Manes family center opens with art classes, new exhibit space

Amelia Camurati
Meredith Dauman of North Hills took a drawing class during the first day of the Manes Family Art and Education Center at Nassau County Museum of Art. (Photo by Amelia Camurati)

A new Nassau County Museum of Art space opened Saturday with an exhibit hall and two classrooms to host art classes.

The Manes Family Arts and Education Center on the museum grounds kicked off with an open house to show off the new space, designed with artists and students in mind.

Nassau County Museum of Art director Charles Riley discusses the works with a group of visitors. (Photo by Amelia Camurati)

“It’s just a thrill to have art classes back on our campus again,” museum director Charles Riley said. “We think this is going to complement our exhibitions. We want people to come in, not just to learn how to draw, how to paint, how to sculpt, we want them to come in and learn how to see.”

Teacher Michelle Palatnik said she is excited to move her classes into the space, including figure drawing, portrait drawing, pastel drawing, acrylic painting and children’s drawing.

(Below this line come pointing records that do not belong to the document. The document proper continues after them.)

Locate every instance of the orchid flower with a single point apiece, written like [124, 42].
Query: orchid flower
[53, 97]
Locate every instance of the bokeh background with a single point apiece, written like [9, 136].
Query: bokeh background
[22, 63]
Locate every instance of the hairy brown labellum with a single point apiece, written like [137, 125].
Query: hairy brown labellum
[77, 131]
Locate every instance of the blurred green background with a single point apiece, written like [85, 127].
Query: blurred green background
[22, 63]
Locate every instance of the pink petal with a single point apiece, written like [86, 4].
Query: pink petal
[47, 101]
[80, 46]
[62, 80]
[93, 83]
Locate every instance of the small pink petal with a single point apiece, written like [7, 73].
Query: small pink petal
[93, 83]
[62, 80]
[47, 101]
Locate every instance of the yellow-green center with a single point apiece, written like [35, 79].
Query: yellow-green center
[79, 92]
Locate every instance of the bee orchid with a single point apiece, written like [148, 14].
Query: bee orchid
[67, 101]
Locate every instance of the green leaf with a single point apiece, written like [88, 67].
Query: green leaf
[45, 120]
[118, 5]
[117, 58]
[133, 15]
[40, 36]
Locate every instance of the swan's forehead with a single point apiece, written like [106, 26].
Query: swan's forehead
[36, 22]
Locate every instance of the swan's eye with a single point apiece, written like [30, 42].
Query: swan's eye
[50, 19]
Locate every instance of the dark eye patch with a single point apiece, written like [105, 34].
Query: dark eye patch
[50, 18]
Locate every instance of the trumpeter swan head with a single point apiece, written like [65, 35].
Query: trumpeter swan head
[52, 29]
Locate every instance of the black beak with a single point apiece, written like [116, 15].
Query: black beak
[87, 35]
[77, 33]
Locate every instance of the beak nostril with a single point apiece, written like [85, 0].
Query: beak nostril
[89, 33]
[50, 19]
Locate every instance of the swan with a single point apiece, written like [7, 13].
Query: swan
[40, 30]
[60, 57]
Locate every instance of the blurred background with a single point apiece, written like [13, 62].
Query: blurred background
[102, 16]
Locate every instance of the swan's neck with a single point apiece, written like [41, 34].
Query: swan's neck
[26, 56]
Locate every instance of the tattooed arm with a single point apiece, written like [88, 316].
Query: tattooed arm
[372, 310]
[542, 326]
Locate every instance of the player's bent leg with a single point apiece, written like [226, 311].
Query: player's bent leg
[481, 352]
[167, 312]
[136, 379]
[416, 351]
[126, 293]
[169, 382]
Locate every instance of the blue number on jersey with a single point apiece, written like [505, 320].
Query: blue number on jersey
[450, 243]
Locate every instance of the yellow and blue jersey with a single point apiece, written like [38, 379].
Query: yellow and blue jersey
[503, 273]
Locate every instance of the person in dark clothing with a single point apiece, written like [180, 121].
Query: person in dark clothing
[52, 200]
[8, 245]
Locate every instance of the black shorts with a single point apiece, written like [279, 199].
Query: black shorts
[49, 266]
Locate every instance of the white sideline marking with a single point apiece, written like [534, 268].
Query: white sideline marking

Palatnik said with her children’s drawing class, sequential information is important for developing artists.

“I teach in a way that’s very similar to the way music is taught,” Palatnik said. “The grammar of visual art and the language and the mechanics of it first before you get too creative in a way you can’t handle. You really need to learn how to harness that potential. By the time they’re older, ideally, they’ll be exploding.”

For a full class schedule for children and adults, visit the museum’s website.

Artist and teacher Josef Albers’ works, left, hang alongside those of his students in the Master Class exhibit. (Photo by Amelia Camurati)

The center’s first exhibit, Master Class, is a collection of works by artist Josef Albers and his students, including artists Peter Halley, Sol LeWitt, Robert Mangold, Robert Rauschenberg, Richard Serra and Neil Welliver.

Albers’ “Formulation Articulation,” a collection of color screen prints from 1972, hangs alongside the works of his equally famous students, such as Rauschenberg’s “Musical Mollusk” mounted piece from 1978 and Serra’s untitled lithograph print from 1990.

“Albers was the greatest teacher of art. He taught all these hotshots,” Riley said, gesturing around the space. “These were all the stars of the 1960s and ‘70s and ‘80s. They took what he gave them and they went even further.

“That’s the whole idea of a place like this. We have great teachers, and we love to see what happens when great teachers get together with enthusiastic and wonderful students. Who knows when the next Rauchenberg is going to walk into a class.”